Probabilistic Structures

Probstructs is easy to use Python wrapper for C++ library probstructs . It supports Exponential Histograms, Count Min Sketch (CM-Sketch), and Exponential Count Min Sketch (ECM-Sketch).

build status Documentation Status Version Py Versions GitHub stars

Installation

With pip:

pip install probstructs

From source:

pip install .

Classes

CountMinSketch

Count–min sketch (CM sketch) is a probabilistic data structure that serves as a frequency table of events in a stream of data. It uses hash functions to map events to frequencies, but unlike a hash table uses only sub-linear space, at the expense of overcounting some events due to collisions.

C++ documentation: https://probstructs.readthedocs.io/en/latest/classes.html#countminsketch

from probstructs import CountMinSketch

cm_sketch = CountMinSketch(100, 4)
cm_sketch.inc("aaa", 1)
cm_sketch.inc("bbb", 5)
cm_sketch.inc("aaa", 2)

print(cm_sketch.get("aaa"))
# 3
print(cm_sketch.get("bbb"))
# 5
print(cm_sketch.get("ccc"))
# 0


cm_sketch = CountMinSketch(width=100, depth=4)
cm_sketch.inc(key="bbb", delta=5)
print(cm_sketch.get(key="bbb"))
# 5

ExponentialHistorgram

Exponential histogram (EH) is a probabilistic data structure that serves as a frequency counter for specific elements in the last N elements from stream..

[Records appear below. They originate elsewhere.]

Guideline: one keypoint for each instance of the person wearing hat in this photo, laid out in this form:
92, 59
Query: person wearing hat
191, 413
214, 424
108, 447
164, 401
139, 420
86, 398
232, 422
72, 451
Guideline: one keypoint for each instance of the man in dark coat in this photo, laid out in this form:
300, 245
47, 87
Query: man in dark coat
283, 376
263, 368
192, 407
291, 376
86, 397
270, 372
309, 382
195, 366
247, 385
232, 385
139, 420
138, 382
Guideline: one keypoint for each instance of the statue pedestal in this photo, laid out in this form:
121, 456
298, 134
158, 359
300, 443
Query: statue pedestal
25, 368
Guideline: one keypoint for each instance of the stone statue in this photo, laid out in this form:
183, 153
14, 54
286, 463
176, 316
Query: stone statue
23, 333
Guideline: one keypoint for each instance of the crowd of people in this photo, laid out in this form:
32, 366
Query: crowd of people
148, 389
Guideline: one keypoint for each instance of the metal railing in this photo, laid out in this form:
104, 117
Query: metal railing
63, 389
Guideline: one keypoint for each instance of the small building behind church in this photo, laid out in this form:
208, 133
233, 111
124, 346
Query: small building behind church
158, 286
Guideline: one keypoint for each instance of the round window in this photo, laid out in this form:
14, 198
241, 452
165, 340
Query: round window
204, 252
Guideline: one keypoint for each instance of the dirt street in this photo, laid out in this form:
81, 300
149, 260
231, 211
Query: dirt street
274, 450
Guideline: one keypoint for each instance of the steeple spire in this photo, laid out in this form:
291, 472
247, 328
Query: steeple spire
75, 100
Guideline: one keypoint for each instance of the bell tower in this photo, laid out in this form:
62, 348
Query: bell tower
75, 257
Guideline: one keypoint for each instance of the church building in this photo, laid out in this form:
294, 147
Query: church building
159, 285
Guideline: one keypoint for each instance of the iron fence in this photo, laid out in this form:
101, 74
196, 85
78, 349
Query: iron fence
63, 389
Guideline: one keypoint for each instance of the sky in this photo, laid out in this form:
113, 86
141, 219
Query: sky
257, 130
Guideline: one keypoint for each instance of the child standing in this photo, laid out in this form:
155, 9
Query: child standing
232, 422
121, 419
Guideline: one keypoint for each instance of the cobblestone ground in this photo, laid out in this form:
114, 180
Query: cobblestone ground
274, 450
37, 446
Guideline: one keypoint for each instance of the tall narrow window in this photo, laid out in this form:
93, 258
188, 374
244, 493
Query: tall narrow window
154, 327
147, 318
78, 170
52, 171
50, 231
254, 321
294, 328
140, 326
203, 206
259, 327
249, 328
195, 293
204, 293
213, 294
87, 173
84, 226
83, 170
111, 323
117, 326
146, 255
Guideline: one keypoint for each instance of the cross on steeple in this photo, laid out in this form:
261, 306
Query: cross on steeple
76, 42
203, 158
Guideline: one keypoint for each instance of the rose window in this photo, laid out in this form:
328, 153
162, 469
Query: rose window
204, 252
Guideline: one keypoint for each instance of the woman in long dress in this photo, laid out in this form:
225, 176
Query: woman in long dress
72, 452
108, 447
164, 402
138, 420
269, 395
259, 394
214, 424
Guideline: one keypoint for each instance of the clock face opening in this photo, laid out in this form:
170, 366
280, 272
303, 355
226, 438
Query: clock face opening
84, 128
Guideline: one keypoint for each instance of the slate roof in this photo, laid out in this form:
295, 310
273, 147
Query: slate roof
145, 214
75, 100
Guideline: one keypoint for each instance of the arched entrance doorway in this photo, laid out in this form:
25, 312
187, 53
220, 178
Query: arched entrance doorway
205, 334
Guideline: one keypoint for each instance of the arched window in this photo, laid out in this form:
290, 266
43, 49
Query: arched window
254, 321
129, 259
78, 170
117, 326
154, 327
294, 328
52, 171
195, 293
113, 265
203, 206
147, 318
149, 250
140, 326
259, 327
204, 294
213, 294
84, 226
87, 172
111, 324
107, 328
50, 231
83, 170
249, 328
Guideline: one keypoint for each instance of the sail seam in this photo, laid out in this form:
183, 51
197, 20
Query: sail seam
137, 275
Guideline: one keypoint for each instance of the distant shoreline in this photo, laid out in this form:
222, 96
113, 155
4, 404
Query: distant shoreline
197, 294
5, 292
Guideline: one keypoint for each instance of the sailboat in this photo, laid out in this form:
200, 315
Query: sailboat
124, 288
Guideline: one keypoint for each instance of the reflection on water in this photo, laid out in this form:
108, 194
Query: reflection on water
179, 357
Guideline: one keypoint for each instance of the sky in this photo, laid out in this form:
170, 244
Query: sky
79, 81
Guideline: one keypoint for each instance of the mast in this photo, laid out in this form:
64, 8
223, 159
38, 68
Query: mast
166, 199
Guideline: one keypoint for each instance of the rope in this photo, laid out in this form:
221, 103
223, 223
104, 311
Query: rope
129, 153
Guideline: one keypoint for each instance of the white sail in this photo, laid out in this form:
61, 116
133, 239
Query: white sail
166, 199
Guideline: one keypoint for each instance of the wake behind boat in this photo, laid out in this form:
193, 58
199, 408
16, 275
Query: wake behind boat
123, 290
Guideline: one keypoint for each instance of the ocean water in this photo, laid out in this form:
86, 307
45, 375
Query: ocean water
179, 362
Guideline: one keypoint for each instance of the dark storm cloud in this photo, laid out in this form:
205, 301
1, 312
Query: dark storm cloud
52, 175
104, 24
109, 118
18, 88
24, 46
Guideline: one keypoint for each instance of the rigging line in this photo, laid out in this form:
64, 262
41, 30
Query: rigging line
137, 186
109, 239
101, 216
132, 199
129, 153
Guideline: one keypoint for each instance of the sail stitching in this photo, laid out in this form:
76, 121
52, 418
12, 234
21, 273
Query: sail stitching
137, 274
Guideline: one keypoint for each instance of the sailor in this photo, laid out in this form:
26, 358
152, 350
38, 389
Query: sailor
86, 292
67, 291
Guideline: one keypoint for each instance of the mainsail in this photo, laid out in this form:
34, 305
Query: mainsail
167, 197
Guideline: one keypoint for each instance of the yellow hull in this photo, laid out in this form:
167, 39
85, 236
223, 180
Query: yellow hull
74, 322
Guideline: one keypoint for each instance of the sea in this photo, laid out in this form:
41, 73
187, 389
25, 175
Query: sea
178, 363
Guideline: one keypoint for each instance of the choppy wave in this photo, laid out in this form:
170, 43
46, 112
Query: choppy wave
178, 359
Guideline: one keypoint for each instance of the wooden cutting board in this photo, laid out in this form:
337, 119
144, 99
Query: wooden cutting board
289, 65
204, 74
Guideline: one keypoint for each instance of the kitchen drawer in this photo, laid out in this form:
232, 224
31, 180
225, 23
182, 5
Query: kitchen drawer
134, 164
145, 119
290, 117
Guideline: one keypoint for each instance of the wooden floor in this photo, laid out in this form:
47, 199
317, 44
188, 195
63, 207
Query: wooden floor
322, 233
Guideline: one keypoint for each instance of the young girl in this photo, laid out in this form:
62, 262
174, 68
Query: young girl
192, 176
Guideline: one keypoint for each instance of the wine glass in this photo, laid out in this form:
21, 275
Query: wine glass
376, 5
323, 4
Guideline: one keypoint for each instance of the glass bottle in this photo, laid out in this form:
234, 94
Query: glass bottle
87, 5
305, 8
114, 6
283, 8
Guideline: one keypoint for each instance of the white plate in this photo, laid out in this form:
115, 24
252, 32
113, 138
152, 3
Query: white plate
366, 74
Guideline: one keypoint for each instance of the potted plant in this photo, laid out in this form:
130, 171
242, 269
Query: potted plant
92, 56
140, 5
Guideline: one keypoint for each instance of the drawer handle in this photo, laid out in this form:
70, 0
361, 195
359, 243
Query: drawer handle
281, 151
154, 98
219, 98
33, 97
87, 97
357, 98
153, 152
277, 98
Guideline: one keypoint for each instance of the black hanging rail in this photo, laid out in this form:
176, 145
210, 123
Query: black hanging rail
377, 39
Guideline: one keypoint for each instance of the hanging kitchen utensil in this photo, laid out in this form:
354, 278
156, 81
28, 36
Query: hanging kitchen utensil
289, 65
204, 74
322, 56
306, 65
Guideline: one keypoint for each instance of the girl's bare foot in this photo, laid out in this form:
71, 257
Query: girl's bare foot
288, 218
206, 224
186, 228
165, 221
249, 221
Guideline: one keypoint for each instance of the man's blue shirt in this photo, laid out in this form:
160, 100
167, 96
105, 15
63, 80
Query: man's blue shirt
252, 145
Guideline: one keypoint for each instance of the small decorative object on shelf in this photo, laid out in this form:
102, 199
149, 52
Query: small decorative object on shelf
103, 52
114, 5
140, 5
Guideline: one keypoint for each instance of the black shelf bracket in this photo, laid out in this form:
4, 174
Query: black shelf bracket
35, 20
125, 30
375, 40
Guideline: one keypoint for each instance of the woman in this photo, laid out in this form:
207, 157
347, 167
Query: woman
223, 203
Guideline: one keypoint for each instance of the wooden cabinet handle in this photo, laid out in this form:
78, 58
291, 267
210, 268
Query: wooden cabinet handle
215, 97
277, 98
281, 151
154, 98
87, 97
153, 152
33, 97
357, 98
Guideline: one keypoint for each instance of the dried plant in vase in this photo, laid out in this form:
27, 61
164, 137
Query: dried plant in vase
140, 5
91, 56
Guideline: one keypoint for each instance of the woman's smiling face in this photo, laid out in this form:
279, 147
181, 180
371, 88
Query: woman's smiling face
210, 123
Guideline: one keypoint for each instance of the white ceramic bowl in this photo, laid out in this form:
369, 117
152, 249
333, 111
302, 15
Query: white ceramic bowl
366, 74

C++ documentation: https://probstructs.readthedocs.io/en/latest/classes.html#exponentialhistorgram

from probstructs import ExponentialHistorgram


eh = ExponentialHistorgram(1)
eh.inc(1, 1)
print(eh.get(1, 1))
# 1
eh.inc(1, 1)
print(eh.get(1, 1))
# 2
eh.inc(2, 1)
print(eh.get(1, 2))
# 1

eh = ExponentialHistorgram(window=1)
eh.inc(tick=1, delta=1)
print(eh.get(window=1, tick=1))
# 1
eh.inc(tick=1, delta=1)
print(eh.get(window=1, tick=1))
# 2
eh.inc(tick=2, delta=1)
print(eh.get(window=1, tick=2))
# 1

ExponentialCountMinSketch

Exponential count-min sketch (ECM-Sketch) combines CM-Sketch with EH to count number of different elements in the last N elements in the stream.

C++ documentation: https://probstructs.readthedocs.io/en/latest/classes.html#exponentialcountminsketch

from probstructs import ExponentialCountMinSketch


ecm_sketch = ExponentialCountMinSketch(100, 4, 8)

ts = 0
ecm_sketch.inc("aaa", ts, 1)
ecm_sketch.inc("bbb", ts, 4)
ecm_sketch.inc("ccc", ts, 8)

print(ecm_sketch.get("aaa", 4, ts))
# 1
print(ecm_sketch.get("bbb", 4, ts))
# 4
print(ecm_sketch.get("ccc", 4, ts))
# 8
print(ecm_sketch.get("ddd", 4, ts))
# 0

ecm_sketch = ExponentialCountMinSketch(width=100, depth=4, window=8)

ts = 0
ecm_sketch.inc(key="aaa", tick=ts, delta=1)
ecm_sketch.inc(key="bbb", tick=ts, delta=4)
ecm_sketch.inc(key="ccc", tick=ts, delta=8)

print(ecm_sketch.get(key="aaa", window=4, tick=ts))
# 1
print(ecm_sketch.get(key="bbb", window=4, tick=ts))
# 4
print(ecm_sketch.get(key="ccc", window=4, tick=ts))
# 8
print(ecm_sketch.get(key="ddd", window=4, tick=ts))
# 0